Virtual Reality ist eine der wenigen Zukunftstechnologien, die seit Jahrzehnten gleichzeitig erfolgreich und enttäuschend sein kann. Erfolgreich, weil heutige Headsets beeindruckend gut funktionieren. Enttäuschend, weil sie trotz enormer Fortschritte noch immer kein selbstverständlicher Teil des Alltags geworden sind.
Die Grundidee ist alt. 1968 beschrieb Ivan Sutherland ein dreidimensionales Head-Mounted Display, bei dem sich die Perspektive mit dem Kopf bewegte. Die NASA entwickelte Ende der 1980er-Jahre das stereoskopische System VIEW weiter. Was damals nach Labor aussah, steckt heute in viel eleganterer Form in Geräten von Meta und Apple.
Der Weg zum Massenprodukt scheiterte jedoch mehrfach. Nintendo brachte 1995 den Virtual Boy heraus. Rund 770.000 Exemplare wurden verkauft, dann zog sich das Produkt schnell vom Markt zurück. Google erreichte mit dem extrem günstigen Cardboard später Millionen Menschen. Anfang 2016 nannte das Unternehmen fünf Millionen Nutzer. Die anspruchsvollere Daydream-Plattform konnte daraus trotzdem keinen dauerhaften Standard machen.
Facebook setzte ab 2014 auf Oculus und investierte weit aggressiver. 2021 wurde aus Facebook Meta, und das Metaverse sollte zum nächsten großen sozialen Computerraum werden. Die Analyse von Science Official „Why Virtual Reality Keeps Missing the Mass Market“ führt die veröffentlichten Zahlen zusammen: Von 2020 bis zum ersten Halbjahr 2026 summieren sich die operativen Verluste von Reality Labs auf etwa 92,2 Milliarden Dollar.
Das ist nicht gleichbedeutend mit 92,2 Milliarden Dollar reinen Metaverse-Ausgaben. Reality Labs umfasst auch Augmented Reality, Wearables, Software und Grundlagenforschung. Dennoch ist die Größenordnung ein Hinweis darauf, wie schwer sich Nachfrage nicht durch Kapital erzwingen lässt.
Im Jahr 2025 erzielte Reality Labs 2,207 Milliarden Dollar Umsatz und schrieb gleichzeitig 19,193 Milliarden Dollar operativen Verlust. Im ersten Halbjahr 2026 folgten 833 Millionen Dollar Umsatz und 8,647 Milliarden Dollar Verlust. Meta kann das dank seines hochprofitablen Kerngeschäfts tragen. Für die These vom bereits entstandenen Massenmarkt sprechen die Zahlen jedoch nicht.

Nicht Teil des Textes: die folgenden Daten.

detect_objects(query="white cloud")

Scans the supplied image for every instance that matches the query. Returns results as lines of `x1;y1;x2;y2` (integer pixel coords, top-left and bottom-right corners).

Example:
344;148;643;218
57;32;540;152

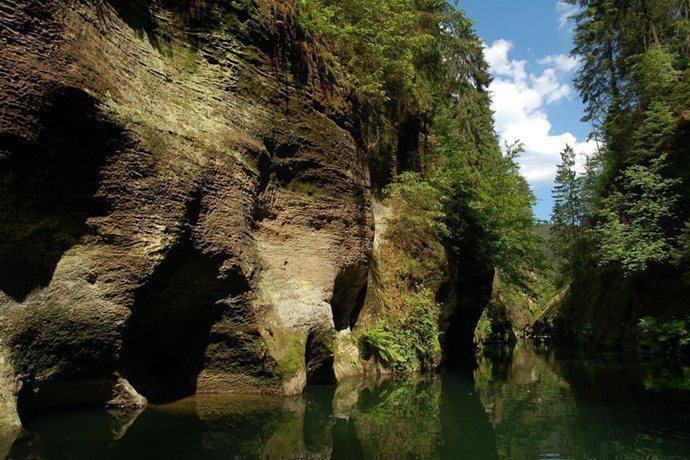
485;40;595;185
556;0;578;29
538;54;580;73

Apple zeigt zugleich, dass bessere Technik die Alltagshürde nicht automatisch beseitigt. Vision Pro startet mit M5 bei 3.499 Dollar in den USA und 3.699 Euro in Deutschland. Das Headset wiegt etwa 750 bis 800 Gramm, der separate Akku 353 Gramm. Apple hat das Tragesystem mit einem Gegengewicht verbessert – ein technisches Detail, das zeigt, wie zentral Ergonomie geworden ist.
Hinzu kommen bekannte Effekte wie Cybersickness. Eine große Meta-Analyse von HMD-Studien fand deutliche Unterschiede je nach visueller Stimulation, Bewegung und Nutzungsdauer. Eine Ergonomiestudie von 2025 zeigte zudem, dass Gewicht und Schwerpunkt den Komfort beeinflussen.
Doch selbst ein leichteres Headset müsste noch einen zweiten Gegner schlagen: die Bequemlichkeit vorhandener Geräte. Für Nachrichten, Videos, Navigation oder Büroarbeit sind Smartphone und Notebook bereits gut genug. Die VR-Brille bietet mehr räumliche Wirkung, verlangt dafür aber einen zusätzlichen Schritt.
Dass sich die Branche neu orientiert, zeigt IDC. Für 2026 werden rund 13,6 Millionen Display-lose Smart Glasses erwartet, gegenüber etwa 3,2 Millionen Mixed-Reality-Geräten. Schon 2025 kam das Wachstum im XR-Markt hauptsächlich von Smart Glasses, während klassische VR/MR-Headsets weiter zurückgingen.
Virtual Reality verschwindet deshalb nicht. In Spielen, Simulation, Ausbildung oder Konstruktion kann Immersion einen echten Vorteil bieten. Wahrscheinlich wird sie nur anders eingeordnet: nicht als universeller Ersatz für alle Bildschirme, sondern als Spezialwerkzeug neben leichteren, alltagstauglicheren Wearables.
Die nächste große Computerbrille könnte ausgerechnet dann gewinnen, wenn sie nicht mehr versucht, den Nutzer vollständig in eine andere Realität zu versetzen.